Harry Potter himself, Daniel Radcliffe, earned respect from critics and swoons from groupies when he took the stage in a revival of "Equus" two years ago. (He's standing shirtless next to Richard Griffiths, left.) But he's been a wily performer ever since his starring role in the 1999 BBC "David Copperfield." And in the best Potter movies he sounds unexpected depths of rage, remorse and euphoria. In the last two Potter pictures, in particular, he's been gaining in heroic stature while wearing his authority lightly and mastering a moral sort of guile.

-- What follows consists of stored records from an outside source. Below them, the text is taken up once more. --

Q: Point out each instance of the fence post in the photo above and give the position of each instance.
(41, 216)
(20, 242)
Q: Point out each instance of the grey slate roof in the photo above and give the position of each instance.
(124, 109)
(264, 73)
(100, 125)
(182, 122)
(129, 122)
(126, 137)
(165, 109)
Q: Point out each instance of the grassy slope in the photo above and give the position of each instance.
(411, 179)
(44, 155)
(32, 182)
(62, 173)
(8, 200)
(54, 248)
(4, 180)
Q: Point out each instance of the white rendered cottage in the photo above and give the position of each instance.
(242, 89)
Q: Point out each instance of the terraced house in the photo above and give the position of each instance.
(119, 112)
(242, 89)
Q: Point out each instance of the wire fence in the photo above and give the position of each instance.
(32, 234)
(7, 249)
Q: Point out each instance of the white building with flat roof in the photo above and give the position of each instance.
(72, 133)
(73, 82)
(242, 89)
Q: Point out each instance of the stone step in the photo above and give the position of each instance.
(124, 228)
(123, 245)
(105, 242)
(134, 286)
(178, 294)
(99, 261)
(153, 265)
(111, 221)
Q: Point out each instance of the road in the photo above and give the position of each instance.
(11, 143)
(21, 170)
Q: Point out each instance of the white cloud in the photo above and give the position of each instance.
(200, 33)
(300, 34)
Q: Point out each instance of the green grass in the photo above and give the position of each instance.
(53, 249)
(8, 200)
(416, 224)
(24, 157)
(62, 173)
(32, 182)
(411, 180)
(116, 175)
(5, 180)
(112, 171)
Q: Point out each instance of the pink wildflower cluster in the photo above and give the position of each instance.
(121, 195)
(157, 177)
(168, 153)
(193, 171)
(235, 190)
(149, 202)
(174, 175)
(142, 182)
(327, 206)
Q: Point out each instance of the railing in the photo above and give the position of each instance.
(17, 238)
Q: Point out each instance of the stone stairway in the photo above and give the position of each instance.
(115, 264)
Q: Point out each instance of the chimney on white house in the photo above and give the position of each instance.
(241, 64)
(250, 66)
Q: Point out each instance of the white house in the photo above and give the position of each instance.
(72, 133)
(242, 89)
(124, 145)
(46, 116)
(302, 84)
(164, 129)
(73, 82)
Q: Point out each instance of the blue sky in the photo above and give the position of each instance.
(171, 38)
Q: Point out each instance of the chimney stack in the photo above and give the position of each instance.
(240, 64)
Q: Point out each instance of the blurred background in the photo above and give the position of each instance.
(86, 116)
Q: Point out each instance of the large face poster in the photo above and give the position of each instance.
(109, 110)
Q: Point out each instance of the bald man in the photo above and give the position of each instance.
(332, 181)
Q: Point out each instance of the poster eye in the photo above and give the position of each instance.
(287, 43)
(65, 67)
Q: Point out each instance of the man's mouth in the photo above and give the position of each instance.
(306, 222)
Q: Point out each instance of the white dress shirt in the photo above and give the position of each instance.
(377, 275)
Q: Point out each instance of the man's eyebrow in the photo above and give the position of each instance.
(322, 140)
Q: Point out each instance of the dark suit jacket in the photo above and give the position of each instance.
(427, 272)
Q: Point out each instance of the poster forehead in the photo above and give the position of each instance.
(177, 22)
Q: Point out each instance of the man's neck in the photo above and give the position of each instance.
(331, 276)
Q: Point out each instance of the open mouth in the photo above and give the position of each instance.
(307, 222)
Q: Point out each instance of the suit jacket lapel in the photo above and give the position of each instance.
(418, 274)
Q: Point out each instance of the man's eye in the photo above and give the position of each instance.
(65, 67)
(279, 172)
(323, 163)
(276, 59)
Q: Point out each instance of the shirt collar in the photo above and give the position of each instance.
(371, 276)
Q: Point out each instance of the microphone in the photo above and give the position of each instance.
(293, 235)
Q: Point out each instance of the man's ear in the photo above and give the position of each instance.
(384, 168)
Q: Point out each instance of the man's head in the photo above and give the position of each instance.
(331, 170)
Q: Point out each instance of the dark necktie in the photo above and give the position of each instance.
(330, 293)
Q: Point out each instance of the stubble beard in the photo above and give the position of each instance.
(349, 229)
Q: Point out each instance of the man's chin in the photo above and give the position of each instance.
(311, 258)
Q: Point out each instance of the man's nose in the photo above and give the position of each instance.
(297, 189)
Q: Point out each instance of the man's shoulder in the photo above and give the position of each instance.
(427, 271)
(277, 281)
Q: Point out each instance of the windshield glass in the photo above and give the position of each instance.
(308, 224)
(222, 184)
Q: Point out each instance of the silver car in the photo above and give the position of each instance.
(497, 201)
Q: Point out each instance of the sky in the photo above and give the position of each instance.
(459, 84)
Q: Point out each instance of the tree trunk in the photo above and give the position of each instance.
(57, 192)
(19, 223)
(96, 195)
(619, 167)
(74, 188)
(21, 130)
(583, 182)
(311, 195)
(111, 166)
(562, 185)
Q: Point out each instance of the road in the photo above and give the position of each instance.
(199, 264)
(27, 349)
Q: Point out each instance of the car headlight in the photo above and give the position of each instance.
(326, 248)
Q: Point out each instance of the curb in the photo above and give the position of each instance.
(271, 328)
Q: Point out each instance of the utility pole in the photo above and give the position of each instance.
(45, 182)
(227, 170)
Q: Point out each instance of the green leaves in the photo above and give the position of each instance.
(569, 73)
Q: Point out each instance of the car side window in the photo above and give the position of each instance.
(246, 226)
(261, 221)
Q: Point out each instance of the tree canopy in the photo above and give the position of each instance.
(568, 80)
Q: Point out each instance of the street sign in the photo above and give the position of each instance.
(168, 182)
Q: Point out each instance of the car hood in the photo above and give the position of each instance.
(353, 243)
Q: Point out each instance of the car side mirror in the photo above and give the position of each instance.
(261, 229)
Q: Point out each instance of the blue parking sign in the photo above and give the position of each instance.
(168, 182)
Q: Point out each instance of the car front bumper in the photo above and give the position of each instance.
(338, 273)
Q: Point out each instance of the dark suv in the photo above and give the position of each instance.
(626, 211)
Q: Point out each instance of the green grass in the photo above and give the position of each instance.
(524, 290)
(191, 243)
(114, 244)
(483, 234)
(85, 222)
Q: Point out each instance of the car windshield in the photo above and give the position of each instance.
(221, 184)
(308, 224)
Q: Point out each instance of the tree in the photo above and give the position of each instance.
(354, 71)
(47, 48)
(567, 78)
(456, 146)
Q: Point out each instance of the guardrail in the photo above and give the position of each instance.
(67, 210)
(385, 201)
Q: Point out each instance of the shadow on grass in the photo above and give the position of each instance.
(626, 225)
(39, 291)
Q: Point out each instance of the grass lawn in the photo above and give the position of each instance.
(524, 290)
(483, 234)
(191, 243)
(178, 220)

Radcliffe will be giving himself a grittier challenge when he takes on the role of Paul Baumer, the German infantryman in World War I at the center of "All Quiet on the Western Front," based on Erich Maria Remarque's novel. And the filmmakers will be testing themselves against one of the most honored and memorable films of all time: Lewis Milestone's 1930 Academy Award-winning version, with its penultimate image of a soldier, just before armistice, extending out of a bunker to touch a butterfly -- and attracting enemy sniper fire. (The great cinematographer Karl Freund cooked that bit up with director Milestone.)
In the meantime, moviegoers (and readers!) should purchase the new edition of Humphrey Cobb's more acerbic, electrifying World War I novel, "Paths of Glory." David Simon wrote the introduction. In this Sunday A&E interview, he pays homage to Cobb's book and Stanley Kubrick's 1957 film adaptation for their enormous influence on the portrayal of corrupt, inertia-ridden institutions in "The Wire." I'll try to write more on Cobb, Kubrick and Simon in the fall, when the Maryland Film Festival will present Kubrick's film where it should be seen, on the big screen, with Simon introducing the event (details have yet to be nailed down).
Penguin Classics' editorial director Elda Rotor tells me that one of her recent big sellers was Ernst Junger's World War I memoir, "Storm of Steel." Do you think this mini-surge of 20th-century horror-of-war literature reflects contemporary American reactions to a near-decade of war in Iraq and Afghanistan?